Renowned Chef: Making Guests Happy Goal of Best Hospitality Students
Renowned Chef: Making Guests Happy Goal of Best Hospitality Students

by Karen Grava
Director of Media Relations

The goal of any restaurant owner, celebrity chef Scott Conant told guests at an upscale Valentine’s Day-themed event at the German Club, should be to make guests happy.

“Your guests should leave happier than they were when they came,” Conant said. “Service to the customer is the most important piece of hospitality.”

Conant, a judge on the Food Network's show Chopped, was the speaker at a program, “Love is… A Full Plate,” planned and prepared by students in the College of Business’s Hospitality and Tourism Management program and the Jeffery’s Fusion Student Catering Team. The students raised nearly $10,000, half of which will benefit Connecticut No Kid Hungry.

A fundraiser planned and executed by hospitality and tourism management students raised $5,000 for Connecticut No Kid Hungry.

The evening, which featured Conant’s talk and a book signing of his latest cookbook, took place at the German Club ballroom, which was transformed into an elegant white table restaurant. The event was executed by seniors as part of their capstone course. 

“This event is experiential education at its best,” said Juline Mills, professor and chair of the hospitality program. “Our students get the hands-on experience of not only planning and executing an event but also learning from the things that went well and the areas that need improvement. I see the look of accomplishment on our students’ faces, knowing that they have gained valuable knowledge and skills needed for the profession.”

The cocktail hour featured dishes inspired by Conant’s The Scarpetta Cookbook, which was given to every guest.

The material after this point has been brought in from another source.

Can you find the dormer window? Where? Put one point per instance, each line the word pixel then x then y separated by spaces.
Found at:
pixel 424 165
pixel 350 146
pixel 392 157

The chocolate-inspired menu included an appetizer of white chocolate shooters, butternut squash ravioli and white chocolate-dipped smoked peppery bacon. The salad was baby spinach leaves with sliced pears and hazelnuts with dark chocolate balsamic vinaigrette dressing.  Chocolate was the centerpiece for the cocoa-espresso rubbed filet mignon and lobster tail main course, followed by triple chocolate chunk cookies sandwiched in organic whipped cream dusted with raw dark cocoa powder.

Conant, who grew up in Waterbury and almost became a plumber, owns a chain of restaurants with same name as his cookbook.  He doesn’t do what he does for money, he told the students. “I do it because I love it,” he said. “Happy cooks cook happy food.”

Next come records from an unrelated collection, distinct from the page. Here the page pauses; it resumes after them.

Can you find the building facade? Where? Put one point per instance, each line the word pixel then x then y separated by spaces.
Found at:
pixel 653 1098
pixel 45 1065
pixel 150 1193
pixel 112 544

His proudest day, he said, is when his four-year-old daughter tells him “DaDa, this is delicious.”

The event was developed as part of a fall 2013 class in nonprofit event management. The students chose No Kid Hungry as the beneficiary of the banquet because more than one in six children in Connecticut lives in households that struggle against hunger.

Scarpetta is an Italian expression that means “little shoe” — or the shape bread takes when used to soak up the leftovers in a dish. It is also the name of Conant’s restaurant chain that opened in New York and Miami to rave reviews in 2008.